I used to think, if I wanted to start something new, that I need a “big idea” to make it worthwhile and increase the chances that it will be successful. Most of us will not conceive a lottery-winning “big idea”. And even if we did, there’s really no increased chance of success just because of that. The idea still needs to be implemented and that could mean talking to people, getting funding, building skills, i.e. doing stuff.

It seems that taking action is the difference, even with small ideas. Everyone can come up with many small ideas. I may not be clear what the total future potential of the idea is, but I can take action on it now, see where it goes, and then evolve. Success is a process.

Will It Matter

Wintery weather this week and I fired up the wood stove in the family room. I remember when that stove first got installed many years ago, I think there was some issue with the product being back-ordered, and then maybe the installation crew wasn’t available or they were missing some parts, then I think there were delays with the inspection. The waiting was so frustrating, and I walked around feeling surly and snappish. Now I can’t even remember what the fuss was about! What a waste of energy that was.

Now when dealing with a frustrating situation I try to recall that perspective: “Will it matter a year from now if this happens today or tomorrow or next week?” If it won’t matter (and most of the time it doesn’t), then relax. Spend that valuable energy on things that matter.

I find the same is true with when dealing with a decisions: “Will this matter a year from now?” If the answer is no (which tends to be most of the time), make the best decision I can and move on.

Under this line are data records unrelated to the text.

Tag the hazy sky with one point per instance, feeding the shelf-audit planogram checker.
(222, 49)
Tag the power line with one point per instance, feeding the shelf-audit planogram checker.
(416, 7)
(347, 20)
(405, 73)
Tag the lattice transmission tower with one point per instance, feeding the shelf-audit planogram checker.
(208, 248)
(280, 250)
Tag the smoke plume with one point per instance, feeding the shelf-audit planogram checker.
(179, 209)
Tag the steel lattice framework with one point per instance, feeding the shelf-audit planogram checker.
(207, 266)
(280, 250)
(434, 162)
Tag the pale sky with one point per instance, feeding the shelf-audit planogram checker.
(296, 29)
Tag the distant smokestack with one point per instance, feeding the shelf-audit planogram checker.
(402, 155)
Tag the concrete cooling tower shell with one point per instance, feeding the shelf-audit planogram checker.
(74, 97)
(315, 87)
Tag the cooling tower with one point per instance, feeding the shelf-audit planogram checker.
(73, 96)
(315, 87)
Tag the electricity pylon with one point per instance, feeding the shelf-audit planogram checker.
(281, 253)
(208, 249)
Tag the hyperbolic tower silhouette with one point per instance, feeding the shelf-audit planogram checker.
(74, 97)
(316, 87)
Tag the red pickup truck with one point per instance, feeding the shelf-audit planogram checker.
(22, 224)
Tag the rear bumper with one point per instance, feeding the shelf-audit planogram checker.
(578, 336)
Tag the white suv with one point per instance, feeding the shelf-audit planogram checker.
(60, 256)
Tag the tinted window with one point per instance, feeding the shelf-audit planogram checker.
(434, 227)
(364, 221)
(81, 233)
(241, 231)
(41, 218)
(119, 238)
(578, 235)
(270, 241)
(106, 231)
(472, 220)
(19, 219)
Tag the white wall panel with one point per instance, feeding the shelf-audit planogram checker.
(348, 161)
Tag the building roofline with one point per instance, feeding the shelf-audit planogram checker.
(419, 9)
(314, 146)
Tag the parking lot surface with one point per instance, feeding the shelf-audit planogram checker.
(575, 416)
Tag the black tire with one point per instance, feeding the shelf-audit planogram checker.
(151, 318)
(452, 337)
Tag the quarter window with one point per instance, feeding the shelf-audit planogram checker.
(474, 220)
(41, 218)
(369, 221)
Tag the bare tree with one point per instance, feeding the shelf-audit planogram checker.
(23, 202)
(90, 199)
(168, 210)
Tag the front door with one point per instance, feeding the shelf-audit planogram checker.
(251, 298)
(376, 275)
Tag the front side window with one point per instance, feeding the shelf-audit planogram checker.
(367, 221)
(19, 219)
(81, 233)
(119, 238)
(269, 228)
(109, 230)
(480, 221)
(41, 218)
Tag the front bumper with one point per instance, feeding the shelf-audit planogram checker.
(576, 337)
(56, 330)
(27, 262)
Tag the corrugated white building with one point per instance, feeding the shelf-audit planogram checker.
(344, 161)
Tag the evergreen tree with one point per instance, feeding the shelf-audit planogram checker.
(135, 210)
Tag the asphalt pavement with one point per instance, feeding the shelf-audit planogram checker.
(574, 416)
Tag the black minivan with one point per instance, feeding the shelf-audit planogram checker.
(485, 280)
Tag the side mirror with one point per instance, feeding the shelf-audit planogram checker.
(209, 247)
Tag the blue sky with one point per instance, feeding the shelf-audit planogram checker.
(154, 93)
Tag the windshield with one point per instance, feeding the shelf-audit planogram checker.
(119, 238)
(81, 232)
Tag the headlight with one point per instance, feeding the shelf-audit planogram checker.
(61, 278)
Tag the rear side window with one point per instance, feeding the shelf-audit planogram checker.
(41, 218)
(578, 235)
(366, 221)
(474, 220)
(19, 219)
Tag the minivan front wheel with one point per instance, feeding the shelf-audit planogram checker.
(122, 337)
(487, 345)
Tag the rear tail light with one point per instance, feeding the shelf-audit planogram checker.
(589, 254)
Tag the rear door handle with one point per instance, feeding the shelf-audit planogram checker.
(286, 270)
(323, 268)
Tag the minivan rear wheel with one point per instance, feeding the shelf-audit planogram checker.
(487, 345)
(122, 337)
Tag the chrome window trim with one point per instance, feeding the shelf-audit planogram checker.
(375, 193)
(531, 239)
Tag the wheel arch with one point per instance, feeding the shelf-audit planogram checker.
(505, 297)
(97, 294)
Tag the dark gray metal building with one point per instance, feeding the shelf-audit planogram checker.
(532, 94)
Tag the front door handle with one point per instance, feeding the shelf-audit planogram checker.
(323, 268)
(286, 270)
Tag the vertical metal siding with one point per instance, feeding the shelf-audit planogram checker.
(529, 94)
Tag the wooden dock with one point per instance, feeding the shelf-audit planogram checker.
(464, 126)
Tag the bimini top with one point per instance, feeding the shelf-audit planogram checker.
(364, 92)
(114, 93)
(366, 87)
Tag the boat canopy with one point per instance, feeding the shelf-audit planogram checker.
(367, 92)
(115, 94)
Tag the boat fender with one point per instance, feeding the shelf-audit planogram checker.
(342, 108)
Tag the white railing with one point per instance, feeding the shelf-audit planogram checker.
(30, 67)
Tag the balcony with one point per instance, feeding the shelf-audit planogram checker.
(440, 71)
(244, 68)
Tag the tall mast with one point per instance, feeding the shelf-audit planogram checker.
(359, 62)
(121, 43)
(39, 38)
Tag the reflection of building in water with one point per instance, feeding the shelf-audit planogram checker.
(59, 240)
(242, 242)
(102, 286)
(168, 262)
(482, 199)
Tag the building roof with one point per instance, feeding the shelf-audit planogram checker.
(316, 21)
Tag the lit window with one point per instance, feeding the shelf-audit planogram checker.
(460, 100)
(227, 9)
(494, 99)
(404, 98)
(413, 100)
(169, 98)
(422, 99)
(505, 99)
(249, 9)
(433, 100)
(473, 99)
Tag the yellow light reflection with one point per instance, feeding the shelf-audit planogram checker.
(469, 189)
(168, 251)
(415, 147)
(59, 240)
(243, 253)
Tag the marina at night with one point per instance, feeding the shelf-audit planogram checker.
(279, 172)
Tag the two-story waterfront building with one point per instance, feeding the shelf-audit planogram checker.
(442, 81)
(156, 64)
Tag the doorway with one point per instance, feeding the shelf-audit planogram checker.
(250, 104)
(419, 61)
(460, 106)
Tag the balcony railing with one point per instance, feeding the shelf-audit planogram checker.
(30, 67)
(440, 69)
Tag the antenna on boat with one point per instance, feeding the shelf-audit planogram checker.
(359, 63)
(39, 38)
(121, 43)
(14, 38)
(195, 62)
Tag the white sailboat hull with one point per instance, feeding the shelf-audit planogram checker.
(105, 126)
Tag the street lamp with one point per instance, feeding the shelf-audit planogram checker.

If the answer is yes, then it makes sense to invest more time and resources and then make my best decision.

Closed Eyes, Open Eyes

I close my eyes. I think about everything that’s most important to me: family, friends, home, career, music, etc. Then I imagine that it’s all taken away. How does that make me feel? I quickly realize that what I already have is so much more important than what I don’t have. I realize how fortunate, successful, and happy I already am. Then I open my eyes. My life might not be what I consider “perfect”, but it’s already pretty great.